Профессор даже привстал:
– Как же? Ну как же? Ужель вы не представляете поистине безграничные возможности для человеческого утешения и счастья?! Только представьте себе: сколько семей теряют близких, сколько матерей хоронит еще молодых сыновей, сколько талантливых ученых, художников, музыкантов уходят из жизни в самом расцвете лет, не сделав, может быть, главного своего открытия, изобретения, не создав самого мощного и глубинного своего шедевра!
Федор прищурился, потом широко раскрыл глаза и покачал головой:
– Но ведь так распорядилась Природа. Так распорядилась Жизнь.
Профессор улыбнулся:
– Вы умышленно избегаете слова «бог»? Напрасно. Ведь бог – это тот, кто созидает. И если мне удалось создать человека, значит, я – бог. Значит, могу сам распорядиться всем тем, чем не дано распоряжаться другим людям. Так я считал… Но события, последующие за моим открытием, подтвердили вашу правоту, а не мою. Правоту Природы, как вы выражаетесь. А тогда я все-таки был бог. Я чувствовал себя им. Я приближался к самой величайшей тайне на земле – тайне созидания человека. Повторюсь: не клонирования материи, а созидания новой жизни.
– Для этого не надо выдумывать велосипед, – не удержался Федор. – Природа уже изобрела простой и надежный способ такого… созидания.
Профессор сделал паузу, словно давая возможность ехидной ремарке упорхнуть в окно, и продолжал:
– Вот тогда, спустя месяц после этой публикации, ко мне в лабораторию пришел молодой человек, который представился Виктором Камоловым. На редкость приятный, умный и энергичный молодой человек.
Федор мгновенно представил, как Виктор, многозначительно улыбаясь, представлялся профессору. Самоуверенность была его главным козырем всегда.
– Талантливый фотограф, художник, – продолжал расхваливать Камолова Лобник, – он имел способность мыслить физическими формулами. Представляете – художник с математическим складом ума! Предметность красок и абстракция цифр! Оказалось – и это было самым невероятным, это и подкупило меня в физике-самоучке, – что он давно уже бредит той же самой идеей, которой я поделился в статье с читателями журнала. Не просто бредит – он пошел на поиски ее осуществления, но другим путем. Как фотограф, понимаете? По иронии судьбы, а может, и не случайно, но слова «фотосинтез», «фотомодуляция» – значения которых далеки друг от друга – имеют тем не менее один и тот же корень, восходящий к профессии Виктора. Он был убежден, что оптико-органическая корреляция возможна на основе цифрового фото. Обычного снимка, но чудовищно высокого разрешения. Как вам объяснить нагляднее… – Профессор огляделся по сторонам, будто подыскивая какой-то подручный образец для наглядности. – Словом, одна цифровая точка, увеличенная в сотни раз и скоррелированная органическим модемом, – это… другая реальность. Новая жизнь. Понимаете? А что такое фото? Это ведь не одна-единственная клетка ДНК – это миллионы клеток, образующих волосы, глаза, нос, шею, другие органы человеческого тела! И – самое главное – человеческого мозга!

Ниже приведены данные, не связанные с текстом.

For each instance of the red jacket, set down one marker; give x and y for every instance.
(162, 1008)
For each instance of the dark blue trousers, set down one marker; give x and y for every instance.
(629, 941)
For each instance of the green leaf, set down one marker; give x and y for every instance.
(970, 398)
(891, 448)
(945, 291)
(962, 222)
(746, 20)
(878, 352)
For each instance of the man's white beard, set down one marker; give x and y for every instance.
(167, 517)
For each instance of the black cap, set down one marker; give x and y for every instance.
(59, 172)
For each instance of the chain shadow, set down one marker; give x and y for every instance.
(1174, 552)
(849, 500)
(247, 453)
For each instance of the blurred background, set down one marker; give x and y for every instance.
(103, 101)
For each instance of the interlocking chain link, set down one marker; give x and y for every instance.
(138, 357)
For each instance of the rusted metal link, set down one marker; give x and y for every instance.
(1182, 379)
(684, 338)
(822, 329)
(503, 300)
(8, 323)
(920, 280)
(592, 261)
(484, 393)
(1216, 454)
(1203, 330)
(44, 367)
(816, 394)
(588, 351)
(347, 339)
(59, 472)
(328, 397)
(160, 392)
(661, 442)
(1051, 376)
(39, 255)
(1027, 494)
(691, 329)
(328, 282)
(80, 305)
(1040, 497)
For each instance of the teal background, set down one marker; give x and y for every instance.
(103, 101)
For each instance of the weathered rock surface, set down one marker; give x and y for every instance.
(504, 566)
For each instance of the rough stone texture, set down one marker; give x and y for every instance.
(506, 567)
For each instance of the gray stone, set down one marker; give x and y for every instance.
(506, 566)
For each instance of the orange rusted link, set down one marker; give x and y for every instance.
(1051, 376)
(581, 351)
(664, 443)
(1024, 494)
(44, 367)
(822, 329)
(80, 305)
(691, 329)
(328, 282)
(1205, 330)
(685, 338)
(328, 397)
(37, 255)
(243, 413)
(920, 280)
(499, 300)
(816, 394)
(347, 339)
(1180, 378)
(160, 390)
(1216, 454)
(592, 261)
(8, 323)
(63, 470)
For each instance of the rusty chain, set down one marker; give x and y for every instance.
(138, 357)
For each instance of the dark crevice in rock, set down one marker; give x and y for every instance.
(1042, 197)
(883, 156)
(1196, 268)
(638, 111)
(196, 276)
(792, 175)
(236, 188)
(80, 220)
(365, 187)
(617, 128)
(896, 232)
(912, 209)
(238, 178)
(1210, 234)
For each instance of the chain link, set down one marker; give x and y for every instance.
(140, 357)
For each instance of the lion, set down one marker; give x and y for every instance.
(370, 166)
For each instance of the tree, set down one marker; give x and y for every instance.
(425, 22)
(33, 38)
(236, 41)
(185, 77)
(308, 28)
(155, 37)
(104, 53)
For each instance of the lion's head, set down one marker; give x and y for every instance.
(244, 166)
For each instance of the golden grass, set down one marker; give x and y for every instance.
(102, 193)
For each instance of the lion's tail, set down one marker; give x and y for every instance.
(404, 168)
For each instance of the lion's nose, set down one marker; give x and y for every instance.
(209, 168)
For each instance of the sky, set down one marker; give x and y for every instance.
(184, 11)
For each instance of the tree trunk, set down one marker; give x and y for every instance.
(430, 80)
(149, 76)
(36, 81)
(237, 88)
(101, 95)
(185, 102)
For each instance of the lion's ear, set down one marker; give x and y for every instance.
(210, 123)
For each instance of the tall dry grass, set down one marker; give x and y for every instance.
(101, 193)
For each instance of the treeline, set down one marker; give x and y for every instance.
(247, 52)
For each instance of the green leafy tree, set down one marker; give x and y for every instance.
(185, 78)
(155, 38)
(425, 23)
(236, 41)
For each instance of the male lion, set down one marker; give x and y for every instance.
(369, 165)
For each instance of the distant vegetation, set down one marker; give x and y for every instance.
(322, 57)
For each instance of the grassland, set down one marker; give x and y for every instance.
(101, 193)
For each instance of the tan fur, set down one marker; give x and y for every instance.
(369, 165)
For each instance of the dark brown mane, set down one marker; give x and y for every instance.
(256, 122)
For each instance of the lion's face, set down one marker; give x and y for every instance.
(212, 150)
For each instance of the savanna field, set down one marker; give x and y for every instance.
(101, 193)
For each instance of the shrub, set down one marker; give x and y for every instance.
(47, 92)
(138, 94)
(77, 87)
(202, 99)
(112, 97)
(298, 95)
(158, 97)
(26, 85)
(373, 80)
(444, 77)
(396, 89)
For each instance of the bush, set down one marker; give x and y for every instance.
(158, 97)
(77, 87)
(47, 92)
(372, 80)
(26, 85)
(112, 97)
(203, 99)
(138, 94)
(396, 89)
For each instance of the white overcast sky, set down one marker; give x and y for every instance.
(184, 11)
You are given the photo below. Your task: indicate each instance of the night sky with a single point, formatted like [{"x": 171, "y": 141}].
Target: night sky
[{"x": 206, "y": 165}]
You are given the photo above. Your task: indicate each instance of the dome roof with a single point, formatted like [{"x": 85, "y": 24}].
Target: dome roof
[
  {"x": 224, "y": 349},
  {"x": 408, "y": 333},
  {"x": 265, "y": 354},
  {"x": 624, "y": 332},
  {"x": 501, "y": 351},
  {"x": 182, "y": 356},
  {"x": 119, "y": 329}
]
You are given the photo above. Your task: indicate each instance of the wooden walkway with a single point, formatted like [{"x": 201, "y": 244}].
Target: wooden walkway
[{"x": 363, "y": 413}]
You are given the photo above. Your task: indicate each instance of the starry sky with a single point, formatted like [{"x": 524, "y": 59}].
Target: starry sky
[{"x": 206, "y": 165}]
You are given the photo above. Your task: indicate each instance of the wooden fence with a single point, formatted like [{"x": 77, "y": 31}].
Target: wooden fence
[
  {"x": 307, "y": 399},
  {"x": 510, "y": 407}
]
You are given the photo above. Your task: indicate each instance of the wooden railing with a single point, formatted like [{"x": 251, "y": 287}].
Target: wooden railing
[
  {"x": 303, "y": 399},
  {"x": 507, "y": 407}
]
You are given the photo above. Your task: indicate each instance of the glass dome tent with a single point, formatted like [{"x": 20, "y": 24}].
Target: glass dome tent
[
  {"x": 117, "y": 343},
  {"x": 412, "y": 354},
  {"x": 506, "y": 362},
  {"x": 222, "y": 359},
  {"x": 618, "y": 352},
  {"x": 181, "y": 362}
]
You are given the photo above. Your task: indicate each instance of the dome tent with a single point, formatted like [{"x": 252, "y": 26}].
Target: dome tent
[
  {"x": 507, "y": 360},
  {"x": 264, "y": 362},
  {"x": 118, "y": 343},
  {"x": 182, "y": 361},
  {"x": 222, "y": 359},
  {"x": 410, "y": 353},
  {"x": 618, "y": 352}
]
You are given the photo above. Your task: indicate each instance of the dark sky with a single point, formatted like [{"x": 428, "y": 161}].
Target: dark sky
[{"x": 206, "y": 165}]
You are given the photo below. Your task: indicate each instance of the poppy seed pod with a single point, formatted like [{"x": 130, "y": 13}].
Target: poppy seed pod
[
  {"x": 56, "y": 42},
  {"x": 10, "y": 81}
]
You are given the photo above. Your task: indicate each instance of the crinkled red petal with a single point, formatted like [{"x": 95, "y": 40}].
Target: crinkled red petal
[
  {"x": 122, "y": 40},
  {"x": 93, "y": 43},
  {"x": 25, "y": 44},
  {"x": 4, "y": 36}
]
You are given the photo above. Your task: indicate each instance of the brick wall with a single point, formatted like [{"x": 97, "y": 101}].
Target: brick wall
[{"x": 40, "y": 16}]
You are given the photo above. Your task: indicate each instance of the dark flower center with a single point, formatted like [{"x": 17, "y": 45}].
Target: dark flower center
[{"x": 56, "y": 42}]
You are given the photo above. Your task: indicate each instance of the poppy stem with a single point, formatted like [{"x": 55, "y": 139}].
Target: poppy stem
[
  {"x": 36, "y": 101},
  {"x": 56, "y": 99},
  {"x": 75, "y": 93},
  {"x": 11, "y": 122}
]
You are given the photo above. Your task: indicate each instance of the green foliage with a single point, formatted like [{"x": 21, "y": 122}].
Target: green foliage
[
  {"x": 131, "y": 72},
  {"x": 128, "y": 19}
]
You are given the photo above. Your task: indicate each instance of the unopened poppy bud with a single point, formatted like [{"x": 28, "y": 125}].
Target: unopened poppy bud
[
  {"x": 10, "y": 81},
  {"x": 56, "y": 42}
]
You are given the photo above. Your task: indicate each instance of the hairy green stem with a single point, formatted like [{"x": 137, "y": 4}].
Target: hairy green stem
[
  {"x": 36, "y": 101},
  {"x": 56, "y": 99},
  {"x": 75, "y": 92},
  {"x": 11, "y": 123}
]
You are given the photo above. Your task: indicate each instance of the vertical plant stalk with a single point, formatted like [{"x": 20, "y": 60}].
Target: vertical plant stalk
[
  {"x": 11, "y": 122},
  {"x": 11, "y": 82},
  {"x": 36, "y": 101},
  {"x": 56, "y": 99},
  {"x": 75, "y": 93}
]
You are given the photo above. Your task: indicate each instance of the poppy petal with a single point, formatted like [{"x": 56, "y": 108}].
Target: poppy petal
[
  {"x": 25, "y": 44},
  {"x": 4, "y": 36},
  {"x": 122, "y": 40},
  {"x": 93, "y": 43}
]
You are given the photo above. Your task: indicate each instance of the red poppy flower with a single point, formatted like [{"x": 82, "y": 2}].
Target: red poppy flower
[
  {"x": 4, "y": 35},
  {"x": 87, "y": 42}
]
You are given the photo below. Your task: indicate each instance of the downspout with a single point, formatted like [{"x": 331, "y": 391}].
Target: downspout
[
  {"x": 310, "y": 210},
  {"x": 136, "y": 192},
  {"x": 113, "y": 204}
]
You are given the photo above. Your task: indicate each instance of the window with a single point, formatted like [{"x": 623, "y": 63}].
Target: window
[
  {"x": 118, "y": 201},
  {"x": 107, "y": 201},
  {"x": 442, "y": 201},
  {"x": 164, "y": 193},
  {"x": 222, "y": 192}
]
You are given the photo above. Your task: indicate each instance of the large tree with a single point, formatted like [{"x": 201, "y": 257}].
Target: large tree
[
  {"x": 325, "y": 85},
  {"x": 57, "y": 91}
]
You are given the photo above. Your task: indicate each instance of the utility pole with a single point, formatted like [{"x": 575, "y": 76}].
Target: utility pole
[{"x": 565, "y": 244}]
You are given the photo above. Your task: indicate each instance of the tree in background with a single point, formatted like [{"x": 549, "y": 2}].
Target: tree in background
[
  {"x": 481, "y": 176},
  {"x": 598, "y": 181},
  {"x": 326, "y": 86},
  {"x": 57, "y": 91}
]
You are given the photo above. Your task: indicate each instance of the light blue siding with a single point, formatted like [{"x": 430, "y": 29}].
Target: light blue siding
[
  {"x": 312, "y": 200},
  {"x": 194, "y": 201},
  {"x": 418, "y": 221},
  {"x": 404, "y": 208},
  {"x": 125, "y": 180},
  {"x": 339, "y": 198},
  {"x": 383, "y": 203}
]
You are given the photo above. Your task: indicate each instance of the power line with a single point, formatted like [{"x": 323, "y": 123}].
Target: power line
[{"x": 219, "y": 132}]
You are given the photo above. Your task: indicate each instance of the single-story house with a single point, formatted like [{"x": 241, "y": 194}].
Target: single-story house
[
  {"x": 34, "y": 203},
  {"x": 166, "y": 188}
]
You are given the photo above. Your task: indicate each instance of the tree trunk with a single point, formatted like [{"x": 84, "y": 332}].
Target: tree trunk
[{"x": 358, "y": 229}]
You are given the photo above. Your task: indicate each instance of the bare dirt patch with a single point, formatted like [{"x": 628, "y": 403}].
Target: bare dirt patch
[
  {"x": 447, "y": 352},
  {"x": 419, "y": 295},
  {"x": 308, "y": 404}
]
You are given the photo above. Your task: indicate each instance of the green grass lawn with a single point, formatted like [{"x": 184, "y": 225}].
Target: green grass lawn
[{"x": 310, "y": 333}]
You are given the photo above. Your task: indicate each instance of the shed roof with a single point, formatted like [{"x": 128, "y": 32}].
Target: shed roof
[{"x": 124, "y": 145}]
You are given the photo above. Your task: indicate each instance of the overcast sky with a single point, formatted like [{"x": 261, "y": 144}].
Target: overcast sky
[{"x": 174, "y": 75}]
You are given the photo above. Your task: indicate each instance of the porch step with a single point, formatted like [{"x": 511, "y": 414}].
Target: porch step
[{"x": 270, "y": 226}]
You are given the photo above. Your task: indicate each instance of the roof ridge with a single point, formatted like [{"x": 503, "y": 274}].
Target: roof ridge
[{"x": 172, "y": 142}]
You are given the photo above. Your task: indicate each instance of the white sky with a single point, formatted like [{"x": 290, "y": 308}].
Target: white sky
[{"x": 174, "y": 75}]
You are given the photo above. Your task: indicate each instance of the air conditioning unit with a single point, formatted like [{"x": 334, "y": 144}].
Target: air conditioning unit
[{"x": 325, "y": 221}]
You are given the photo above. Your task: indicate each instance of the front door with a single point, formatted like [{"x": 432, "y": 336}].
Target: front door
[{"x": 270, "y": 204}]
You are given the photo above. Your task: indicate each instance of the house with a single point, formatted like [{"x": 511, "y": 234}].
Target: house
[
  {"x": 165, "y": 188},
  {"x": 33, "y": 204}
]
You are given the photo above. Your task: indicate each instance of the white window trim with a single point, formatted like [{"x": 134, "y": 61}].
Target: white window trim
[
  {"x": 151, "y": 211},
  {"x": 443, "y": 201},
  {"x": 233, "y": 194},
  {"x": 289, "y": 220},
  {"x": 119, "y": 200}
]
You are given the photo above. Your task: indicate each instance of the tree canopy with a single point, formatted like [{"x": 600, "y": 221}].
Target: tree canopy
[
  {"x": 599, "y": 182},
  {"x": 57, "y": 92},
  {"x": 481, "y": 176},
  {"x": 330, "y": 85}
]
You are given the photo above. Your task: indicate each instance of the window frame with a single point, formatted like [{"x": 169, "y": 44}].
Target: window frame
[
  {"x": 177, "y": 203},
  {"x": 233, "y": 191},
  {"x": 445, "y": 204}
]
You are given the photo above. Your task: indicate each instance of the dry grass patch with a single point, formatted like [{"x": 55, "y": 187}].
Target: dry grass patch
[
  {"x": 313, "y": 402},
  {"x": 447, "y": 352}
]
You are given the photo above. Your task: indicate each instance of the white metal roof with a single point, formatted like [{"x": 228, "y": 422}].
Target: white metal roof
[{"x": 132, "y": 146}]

– А что, – Федор все еще сохранял насмешливость во взгляде, – мозги тоже видны на фотографии?
– Мозги не видны, конечно, – ничуть не смущаясь, продолжал Лобник, – но я же сказал вам про органический модем! Это своего рода цифровой рентген и преобразователь цифровой информации в органическую. Таким образом, спустя только три года после той памятной публикации я вплотную приблизился к воссозданию фотодублера – точной органической и мыслительной копии любого человека, изображенного на цифровой фотографии высочайшего разрешения!